I need to launch a program automatically on bootup. I know I need to edit my autoexec.bat FILE, in wich I have but cannot seem to get the commands right to get my program to launch properly. These are the commands I use once the c: prompt appears.

C:>cd XYZ

C:/XYZ> XYZ


Thanks, Dan.

The commands you enter from the prompt are the same ones you put in your file:

cd xyz
xyz

In what way is your program not properly launching? Are there any error messages?

Need more info for a definitive answer.
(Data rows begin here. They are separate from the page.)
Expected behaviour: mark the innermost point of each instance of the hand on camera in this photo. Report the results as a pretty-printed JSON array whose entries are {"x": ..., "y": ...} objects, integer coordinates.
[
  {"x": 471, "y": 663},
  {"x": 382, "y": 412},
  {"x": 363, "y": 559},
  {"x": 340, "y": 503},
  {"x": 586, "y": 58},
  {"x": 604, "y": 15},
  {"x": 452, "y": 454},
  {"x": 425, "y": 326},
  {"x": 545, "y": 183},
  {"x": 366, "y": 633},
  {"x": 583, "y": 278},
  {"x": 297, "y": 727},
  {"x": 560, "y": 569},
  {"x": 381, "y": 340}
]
When the program "properly " launches it searches for a setup file and COULD not find it when I got it to do so upon bootup. Could my problem be with the echo command? I am using DOS 6.2 and have not modified the file any further other than adding this to the end.


c:>cd xyz
c:/xyz>xyz

Do I need the c: prompts? Sorry for the elementary question and thanks for the help.http://www.robvanderwoude.com/index.htmlWhat echo command? What startup file? There seems to be more to this than you're telling us. No, you don't need the prompts in the autoexec.bat (if fact it will fail if you do), but we can force the ISSUE:

c:
cd \xyz
xyz

Is this startup file in the xyz directory? Do you need to pass a reference to the startup file on the command LINE?

Get back to us. I have noticed that you typed the following commands.

c:>cd xyz
c:/xyz>xyz

C:/XYZ> (all of this is wrong to start with)
If this is just YOUR typo on this post, then ignore this reply.

It should be: C:\XYZ\XYZ.EXE or C:\XYZ\XYZ.COM or C:\XYZ\XYZ.BAT
Dont use the ">" at the end either. You actually dont need to type "C:\XYZ" as you already did CHANGE into the directory.